Happiness and Thinking: An Unexpected Paradox

 



Do you ever get those moments where you feel the sun glowing on your face, or when you watch someone you love and they don’t notice, but you get a warm rush from their unexpected adorableness? 


I find myself stumble across moments like these. Little blebs of happiness, popping up unexpectedly, while I’m busy trying to be important and productive. Yet if I go looking for them on purpose, they are notoriously difficult to find. The thing that seems to make them so good, is that they just happen by accident. 

I couldn’t tell you what events and feelings align to make them happen or give you a list of instructions so you could concoct one yourself. I could give you a few more examples of when they happen though. Maybe that’d be helpful?

Sometimes they happen when I wake up before the sun rises to walk my dogs and watch them frolic through the long grass, relishing in a taste of freedom from the predictable back yard. Sometimes they happen, when I say goodbye to friends after a night of banter and laughs and stand at the end of my driveway, listening to the looming quiet that settles on the street, once the noise of their cars trails away. Sometimes they happen when I sit on a bus, gazing out the window, listening to a song that just seems to put so much into words that I had never managed to. Sometimes, they happen when I watch my husband and feel the need to squirm, because all the love I have for him, needs to gush out at once. Sometimes they happen when I’m talking with my kids, and the light reflects off their hair and I’m suddenly taken aback by how beautiful they seem, both inside and out. 

In these moments, the world just seems to make sense. In all the messiness and unpredictable, it’s like a little moment of perfection, where all things, even if just for a very brief moment, seem to thrum with some contended sense of euphoria. I’m flooded by this rare awareness that everything’s going to be ok. That despite all the unbearable grief there is, the sometimes inexplicable, ruthlessness of nature and the dreary feeling of empty, repetitiveness that can trickle in, things will be ok in the end. If those little moments are possible sometimes, there is surely always hope that they can pop up again. 

What are these moments? What is it that causes these happy accidents, where we find ourselves so unexpectedly content? Where does the wave of feeling come from and where does it go?
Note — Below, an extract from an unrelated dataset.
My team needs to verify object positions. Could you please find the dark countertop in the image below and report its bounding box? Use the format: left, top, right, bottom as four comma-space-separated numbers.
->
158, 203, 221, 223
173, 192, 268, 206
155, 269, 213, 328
It seems that when I ask too many questions about them and try make sense of them, I inadvertently, push them away. 

Doesn’t that always seem the way with things irrationally beautiful and precious? You can’t concoct them, or control them, or predict them and if you try, they evade you. 

They almost remind me of those cheeky sprites in European mythology, that so many people claimed to have seen twinkle out of the corner of their eye, but could never capture. While I don’t believe that there are such ethereal fairies in our midsts, and understand full well the irrational superstitions of ancient fairy tales, there seems some commonality in the human experience that beauty and happiness are evanescent and untameable. Perhaps it is our inability to ever truly capture them, that makes them so blissful. 

While I am so grateful for the birth of reasoning and development of the sciences and find understanding as liberating as any of us would. When I have moments of accidental happiness, of unexplained beauty, I quite enjoy that it is one of the few times, that thinking fails, and just being, prevails. 

I think the less obsessed we are about controlling, predicting, or maintaining happiness, the more we will find it. 

Don’t have beautiful and happy moments


, instead, let them have you. Breathe them in, graciously let them fade and enjoy the longing and unpredictability of when they will return. 

If you think about them too much, they go away.